Several manufacturers, including Kontron, have developed the new OSM standard for soldered system-on-modules within the framework of the Standardization Group for Embedded Technologies (SGET), with the aim of streamlining manufacturer-specific modules with regard to size, pin assignments, interfaces, cooling and power loss.

The OSM-S i.MX8M Mini is a powerful and compact combining the advantages of the Open Standard Module specification in minimum space. It offers a high level of performance for sophisticated computing-intensive applications, 3D visualisation and a wide range of communication applications. With a range of digital I/Os and serial communication interfaces as well as PWM and SDIO interfaces, the module is suitable for industrial applications.

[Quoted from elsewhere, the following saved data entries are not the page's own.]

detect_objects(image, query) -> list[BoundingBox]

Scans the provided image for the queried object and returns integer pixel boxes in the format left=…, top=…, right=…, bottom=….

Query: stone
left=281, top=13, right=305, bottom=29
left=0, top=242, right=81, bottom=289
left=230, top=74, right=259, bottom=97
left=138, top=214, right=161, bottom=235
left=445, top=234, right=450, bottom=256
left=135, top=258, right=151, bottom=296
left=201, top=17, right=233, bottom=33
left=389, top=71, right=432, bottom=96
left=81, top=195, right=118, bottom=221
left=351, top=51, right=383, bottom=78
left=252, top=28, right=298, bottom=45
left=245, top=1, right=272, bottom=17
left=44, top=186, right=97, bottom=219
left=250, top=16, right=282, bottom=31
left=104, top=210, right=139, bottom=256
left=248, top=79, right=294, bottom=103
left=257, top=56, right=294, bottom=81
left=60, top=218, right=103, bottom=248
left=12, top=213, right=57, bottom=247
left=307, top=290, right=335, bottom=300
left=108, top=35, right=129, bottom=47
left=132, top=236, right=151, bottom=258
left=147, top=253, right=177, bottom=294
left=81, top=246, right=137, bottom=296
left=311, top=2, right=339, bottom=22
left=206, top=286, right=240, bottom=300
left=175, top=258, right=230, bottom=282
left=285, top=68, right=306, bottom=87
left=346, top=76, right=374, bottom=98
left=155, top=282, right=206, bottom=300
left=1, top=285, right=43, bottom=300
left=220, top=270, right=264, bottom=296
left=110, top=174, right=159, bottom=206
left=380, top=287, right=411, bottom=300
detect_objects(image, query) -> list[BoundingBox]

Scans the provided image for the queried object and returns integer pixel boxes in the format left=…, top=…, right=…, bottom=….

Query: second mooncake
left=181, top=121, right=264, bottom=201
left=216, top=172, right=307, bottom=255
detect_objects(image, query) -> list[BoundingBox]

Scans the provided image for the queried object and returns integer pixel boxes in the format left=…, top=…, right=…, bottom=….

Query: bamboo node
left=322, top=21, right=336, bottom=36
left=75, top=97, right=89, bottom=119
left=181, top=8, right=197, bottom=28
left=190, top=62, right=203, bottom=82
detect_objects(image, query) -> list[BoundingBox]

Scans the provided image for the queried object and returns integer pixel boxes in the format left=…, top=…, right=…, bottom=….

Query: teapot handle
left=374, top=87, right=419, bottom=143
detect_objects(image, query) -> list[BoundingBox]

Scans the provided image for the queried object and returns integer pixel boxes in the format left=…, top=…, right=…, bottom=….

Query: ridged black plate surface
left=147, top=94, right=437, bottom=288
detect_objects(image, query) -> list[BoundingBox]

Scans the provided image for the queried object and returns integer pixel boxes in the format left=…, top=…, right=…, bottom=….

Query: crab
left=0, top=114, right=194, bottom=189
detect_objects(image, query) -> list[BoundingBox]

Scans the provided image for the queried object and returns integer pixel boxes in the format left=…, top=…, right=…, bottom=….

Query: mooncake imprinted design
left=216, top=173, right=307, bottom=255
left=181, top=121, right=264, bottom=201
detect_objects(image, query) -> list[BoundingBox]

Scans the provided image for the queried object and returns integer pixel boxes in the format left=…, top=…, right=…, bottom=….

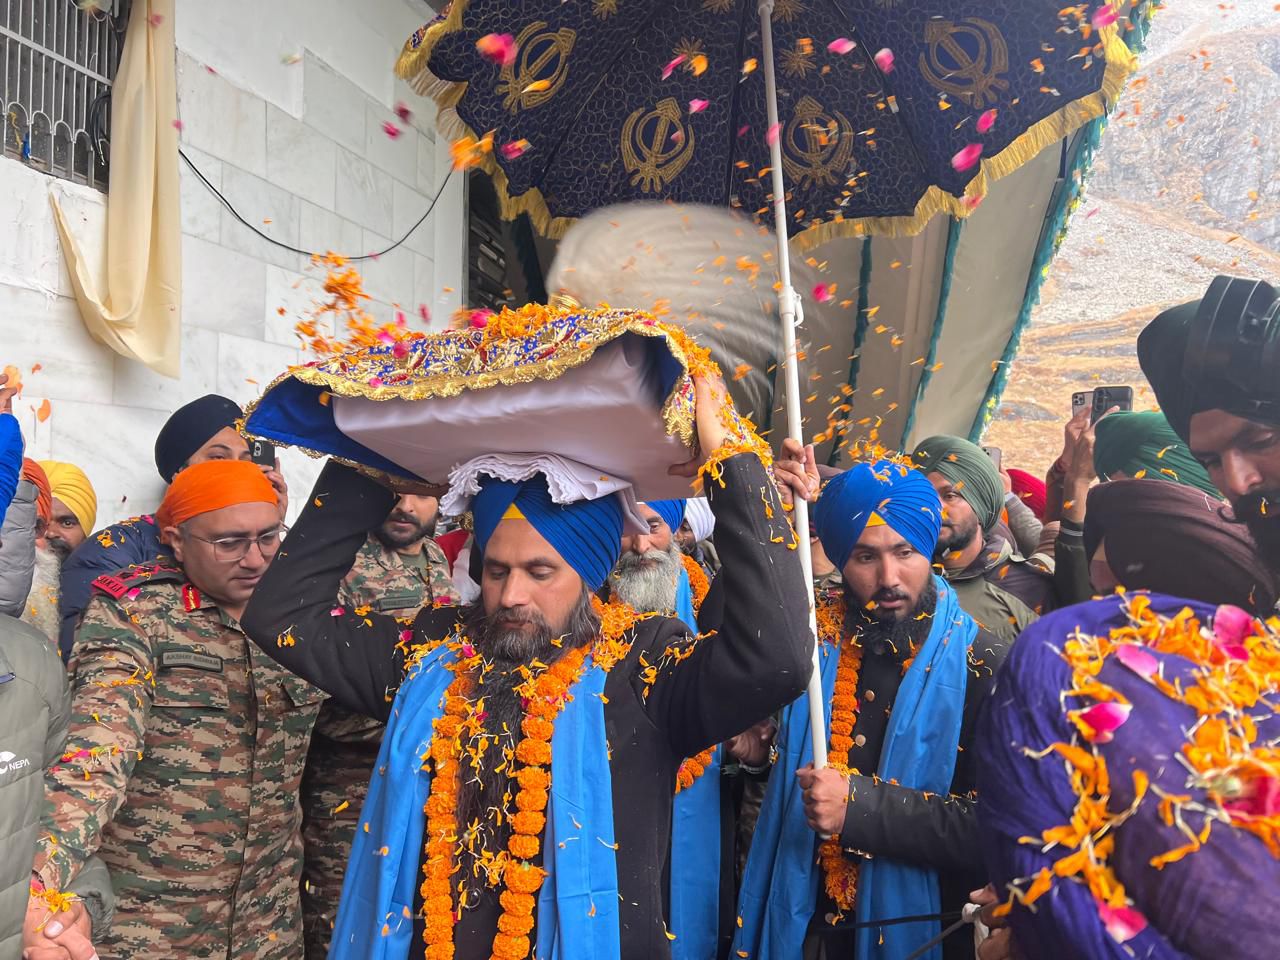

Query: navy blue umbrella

Its latest processor (4x Arm Cortex-A53, 1x Arm Cortex-M4) and memory technology (LPDDR4) make it suitable for custom board and application developments. The Arm-based CPUs are RISC (reduced instruction set computer) processors that are particularly suitable for cost-sensitive embedded applications.

The OSM standard offers several additional specific advantages. In addition to manufacturer-independence, it includes easy and affordable embedded application development with custom board design, minimised design risk, and shortened time-to-market.

These advantages not only reduce development times due to the simplified baseboard design, but also free up valuable resources for other tasks.

In addition to the SoM, the SBC BL i.MX8M Mini OSM includes a standard peripheral set with a variety of interfaces. Ethernet, USB, CAN, display, touch, audio and programming interfaces are located on the baseboard. This can be used to test applications in a proof-of-concept in order to decide on the design and the appropriate processor for the baseboard in a next step.

 Computing and memory performance can also be scaled according individual requirements.